The volume of a trade is measured in units called "lots." The standard volume for a trade on the Forex market is 100,000 units of the base currency. As recently as several years ago, a trader had to have a lot of money on his trading account. Now, however, thanks to leverage, this is no longer the case. Leverage means that you can trade with much larger sums of money than you actually have at your disposal. The funds you do have are used in a fashion similar to a security deposit. For example, "leverage equals 1:100" means that you only need to have on your trading account 100 times less money than the amount of the trade.

The margin on your account is the money available to secure the use of leverage.

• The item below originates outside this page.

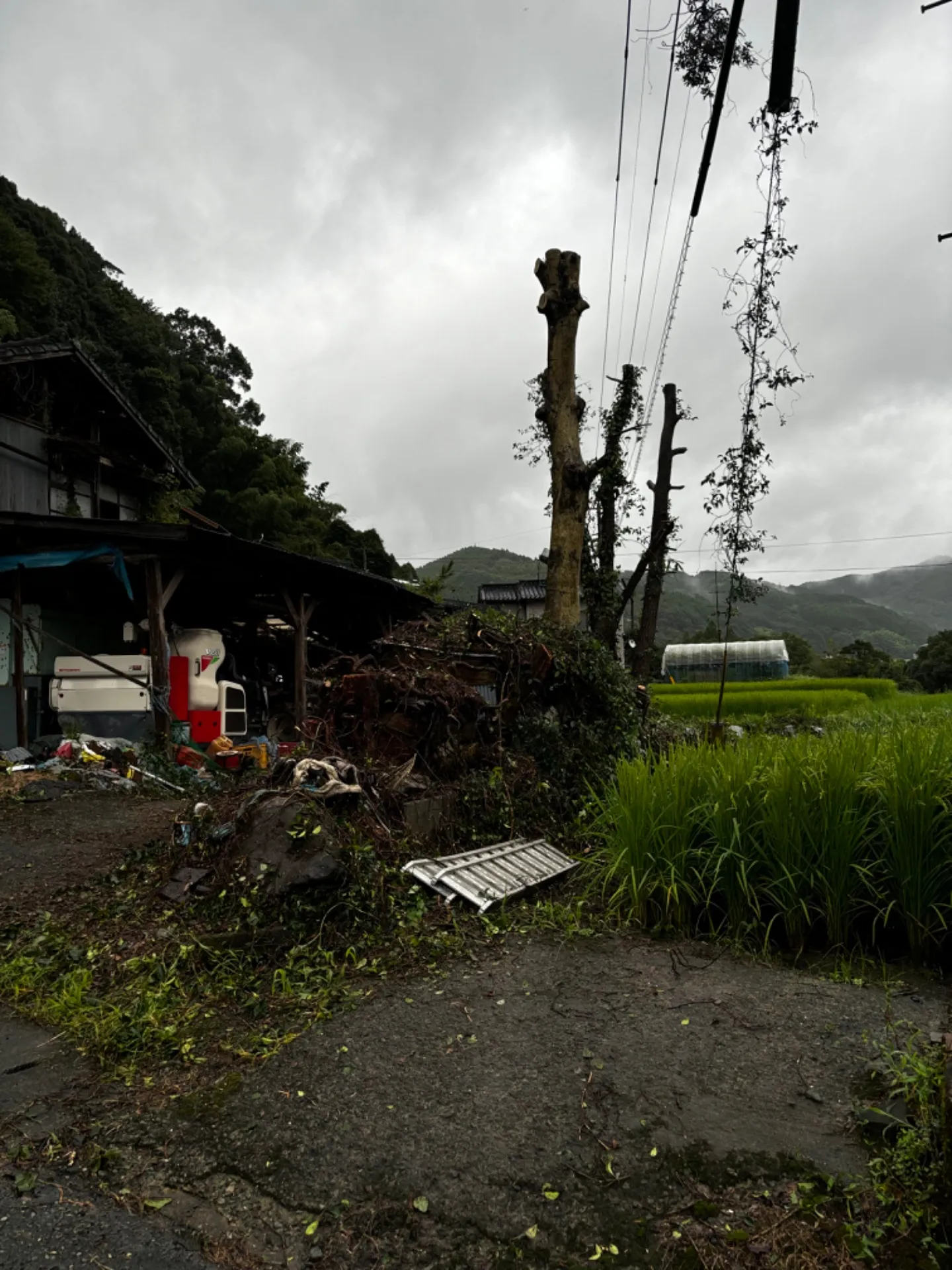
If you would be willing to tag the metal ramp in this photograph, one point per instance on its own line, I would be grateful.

All trades are made through a special program called a trading terminal which is provided by the broker free of charge. You can download the terminal that best suits your trading style.

What Forex Is

Let's take a look at an example of a transaction:

Let's assume that the EUR/USD exchange rate is 1.2505 / 1.2509. Let's say you've done your analysis and you think the euro is going to rise in value against the dollar. You decide to buy 10,000 EUR (0.1 lots) at 1.2509 (the ask price).

This means that you bought 10,000 EUR and paid 12,509 USD (this is derived from the exchange rate). Keep in mind that you don't actually have to have 12,509 USD available in your account to make this trade because the broker will lend you the necessary amount to make the trade. You only need to have in your account a certain percentage of that, which serves as a security deposit. Let's suppose the leverage in this instance is 1:100. This means that you only need to provide 1/100 of the amount, or 125.09 USD, to make this trade.

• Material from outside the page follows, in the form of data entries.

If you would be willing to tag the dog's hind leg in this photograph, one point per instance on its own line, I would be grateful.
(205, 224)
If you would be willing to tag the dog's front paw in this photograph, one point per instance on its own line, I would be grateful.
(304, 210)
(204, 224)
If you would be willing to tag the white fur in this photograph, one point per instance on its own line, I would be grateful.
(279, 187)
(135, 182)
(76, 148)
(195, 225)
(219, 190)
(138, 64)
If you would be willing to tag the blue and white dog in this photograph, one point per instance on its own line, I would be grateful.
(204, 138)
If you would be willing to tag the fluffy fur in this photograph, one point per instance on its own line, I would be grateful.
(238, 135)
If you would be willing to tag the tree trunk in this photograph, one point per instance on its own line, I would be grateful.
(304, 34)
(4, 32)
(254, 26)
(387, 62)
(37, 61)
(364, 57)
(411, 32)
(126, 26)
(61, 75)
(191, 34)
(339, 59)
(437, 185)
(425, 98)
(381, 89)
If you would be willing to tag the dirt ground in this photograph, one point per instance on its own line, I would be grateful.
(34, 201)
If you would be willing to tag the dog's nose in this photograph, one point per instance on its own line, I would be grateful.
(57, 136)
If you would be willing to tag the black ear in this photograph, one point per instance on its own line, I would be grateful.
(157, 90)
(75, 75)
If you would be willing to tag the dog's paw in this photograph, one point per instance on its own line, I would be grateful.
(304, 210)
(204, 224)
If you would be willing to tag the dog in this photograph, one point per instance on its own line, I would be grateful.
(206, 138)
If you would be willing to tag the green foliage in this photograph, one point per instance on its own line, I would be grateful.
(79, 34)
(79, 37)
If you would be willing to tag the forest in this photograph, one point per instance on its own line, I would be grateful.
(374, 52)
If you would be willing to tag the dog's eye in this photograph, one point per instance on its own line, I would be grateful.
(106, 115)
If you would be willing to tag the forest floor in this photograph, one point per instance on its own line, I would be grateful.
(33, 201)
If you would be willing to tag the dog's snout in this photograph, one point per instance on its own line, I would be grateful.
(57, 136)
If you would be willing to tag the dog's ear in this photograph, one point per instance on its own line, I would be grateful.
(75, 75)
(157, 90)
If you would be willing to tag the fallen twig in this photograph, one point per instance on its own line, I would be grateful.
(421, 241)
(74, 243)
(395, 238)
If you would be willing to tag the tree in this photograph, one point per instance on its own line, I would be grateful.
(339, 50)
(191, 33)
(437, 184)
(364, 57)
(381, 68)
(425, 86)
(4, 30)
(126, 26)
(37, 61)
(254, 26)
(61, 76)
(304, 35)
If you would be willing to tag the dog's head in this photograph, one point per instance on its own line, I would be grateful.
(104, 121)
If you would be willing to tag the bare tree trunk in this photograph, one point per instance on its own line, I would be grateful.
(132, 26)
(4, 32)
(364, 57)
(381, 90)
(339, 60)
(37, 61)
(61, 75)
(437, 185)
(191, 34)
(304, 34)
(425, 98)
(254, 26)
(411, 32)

Let's say your analysis turns out to be accurate and the euro does indeed rise against the dollar. You decide to sell at 1.2599 / 1.2603. So we are now selling our euros (i.e. doing the reverse of the original transaction). We sell at the lower of the two prices, 1.2599 (the bid price).

So now we are buying back the 10,000 USD that we started with. But now we are selling at a higher price (1.2599). We end up with 12,599 USD. Once the broker takes the 12,509 USD that was originally lent to us, we end up with a profit of 90 USD. Keep in mind we only started with 125 USD, so we ended up doing quite well.